Les dispositions du décret n° 99-1090 du 21 décembre 1999 relatif aux conditions dans lesquelles sont traitées et conservées les informations relatives à la formation, la modification et la dissolution du pacte civil de solidarité et autorisant la création à cet effet d'un traitement automatisé des registres mis en oeuvre par les greffes des tribunaux d'instance, par le greffe du tribunal de grande instance de Paris et par les agents diplomatiques et consulaires français et du décret n° 99-1091 du 21 décembre 1999 portant application des dispositions du troisième alinéa de l'article 31 de la loi n° 78-17 du 6 janvier 1978 à l'enregistrement et à la conservation des informations nominatives relatives à la formation, la modification et la dissolution du pacte civil de solidarité sont abrogées à compter de l'entrée en vigueur du présent décret, sous les réserves prévues à l'article 12.
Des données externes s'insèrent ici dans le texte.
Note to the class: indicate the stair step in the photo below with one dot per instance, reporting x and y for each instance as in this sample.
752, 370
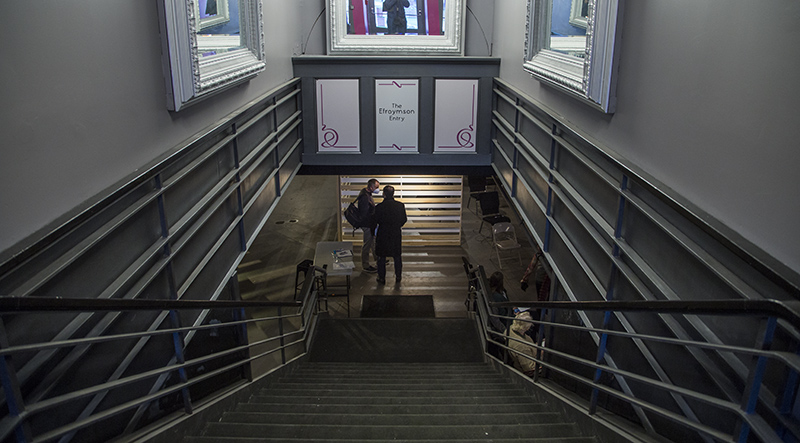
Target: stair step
453, 394
392, 385
424, 408
369, 432
409, 374
219, 439
343, 419
420, 400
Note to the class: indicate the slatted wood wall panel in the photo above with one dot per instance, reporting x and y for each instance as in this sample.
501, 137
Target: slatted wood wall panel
433, 204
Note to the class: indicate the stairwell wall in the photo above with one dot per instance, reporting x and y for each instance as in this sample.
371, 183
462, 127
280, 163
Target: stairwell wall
84, 104
706, 104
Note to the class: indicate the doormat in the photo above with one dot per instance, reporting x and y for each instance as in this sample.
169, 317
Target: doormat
394, 306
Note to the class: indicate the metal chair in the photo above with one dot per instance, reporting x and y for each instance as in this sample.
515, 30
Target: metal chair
490, 208
504, 238
477, 188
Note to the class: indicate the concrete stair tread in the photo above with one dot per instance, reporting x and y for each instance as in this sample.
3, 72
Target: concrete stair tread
368, 431
325, 440
508, 418
421, 400
426, 408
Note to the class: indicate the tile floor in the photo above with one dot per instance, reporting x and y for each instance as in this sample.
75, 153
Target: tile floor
308, 213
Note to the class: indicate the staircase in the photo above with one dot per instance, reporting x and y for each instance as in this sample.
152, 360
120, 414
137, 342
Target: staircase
328, 398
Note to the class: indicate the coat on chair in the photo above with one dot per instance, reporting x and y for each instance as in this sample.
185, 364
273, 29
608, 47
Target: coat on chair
390, 216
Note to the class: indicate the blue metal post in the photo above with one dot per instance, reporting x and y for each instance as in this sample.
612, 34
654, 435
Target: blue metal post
177, 342
750, 400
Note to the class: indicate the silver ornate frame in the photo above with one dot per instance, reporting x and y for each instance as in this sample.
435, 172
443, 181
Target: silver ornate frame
341, 43
592, 78
189, 77
223, 15
575, 17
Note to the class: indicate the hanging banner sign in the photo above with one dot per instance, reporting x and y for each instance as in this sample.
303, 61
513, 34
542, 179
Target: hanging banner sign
337, 115
397, 116
456, 111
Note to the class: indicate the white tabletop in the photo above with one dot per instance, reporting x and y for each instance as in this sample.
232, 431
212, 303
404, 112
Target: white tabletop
325, 255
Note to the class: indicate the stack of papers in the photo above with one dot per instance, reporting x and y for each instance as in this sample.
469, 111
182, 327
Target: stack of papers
342, 253
343, 265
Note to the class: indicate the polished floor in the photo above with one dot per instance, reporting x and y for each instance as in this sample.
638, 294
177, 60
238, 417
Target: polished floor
308, 213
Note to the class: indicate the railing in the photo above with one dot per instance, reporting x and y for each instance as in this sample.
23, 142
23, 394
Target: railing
176, 229
566, 358
287, 328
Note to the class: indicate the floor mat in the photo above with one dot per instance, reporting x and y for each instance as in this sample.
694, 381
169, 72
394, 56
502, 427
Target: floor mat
397, 306
397, 340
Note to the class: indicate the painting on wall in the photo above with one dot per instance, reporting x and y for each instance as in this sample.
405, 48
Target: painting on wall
455, 115
337, 116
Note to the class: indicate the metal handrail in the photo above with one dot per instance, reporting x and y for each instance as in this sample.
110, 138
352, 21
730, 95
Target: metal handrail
305, 310
765, 421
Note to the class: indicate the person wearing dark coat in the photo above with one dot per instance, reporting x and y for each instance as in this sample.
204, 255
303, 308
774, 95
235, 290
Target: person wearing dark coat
366, 208
390, 216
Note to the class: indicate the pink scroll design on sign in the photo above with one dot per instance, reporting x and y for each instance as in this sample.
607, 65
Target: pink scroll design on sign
330, 138
464, 136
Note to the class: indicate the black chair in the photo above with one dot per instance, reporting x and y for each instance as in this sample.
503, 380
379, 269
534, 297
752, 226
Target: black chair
490, 208
477, 187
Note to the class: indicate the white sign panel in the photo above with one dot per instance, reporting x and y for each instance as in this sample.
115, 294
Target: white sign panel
456, 111
337, 115
397, 115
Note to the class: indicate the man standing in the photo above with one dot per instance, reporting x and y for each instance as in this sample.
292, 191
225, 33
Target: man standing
366, 207
390, 216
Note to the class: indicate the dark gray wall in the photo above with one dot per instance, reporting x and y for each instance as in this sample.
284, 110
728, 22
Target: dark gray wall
83, 99
706, 103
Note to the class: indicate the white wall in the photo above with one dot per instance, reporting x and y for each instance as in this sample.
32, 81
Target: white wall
707, 103
82, 99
A Juillet 2007 il n’existe semble-t-il aucune disposition future pour l’information des tiers

l'étude de Monsieur de Belot "CONCUBINAGE, PACS ET...LOUAGE..." (Administrer juin 2000).

- Sur l'article 5-11 du décret du 21 décembre 1999

 

Mes réflexions portant sur la difficulté rencontrée par un syndic lorsqu'il a un copropriétaire qui se pacse sans l'en informer, doivent avoir été considérées comme pertinentes car, dans la loi SRU du 13 décembre 2000, il y a un article 189 modifiant l'article 9-I de la loi du 6 juillet 1989 réglementant les rapports entre bailleurs et locataires. Cet article 9-I prévoit désormais que toutes les notifications prévues par le titre I de la loi, sont opposables : ...au partenaire lié par un pacte civil de solidarité au locataire ou au conjoint du locataire Si son existence n'a pas été préalablement portée à la connaissance du bailleur. C'est donc bien qu'on a jugé que l'information du propriétaire était insuffisante puisqu'on valide les notifications faites au seul locataire lorsqu'il n'a pas porté à la connaissance du bailleur l'existence du PACS d'un concubinage ou d'un mariage postérieur à la location.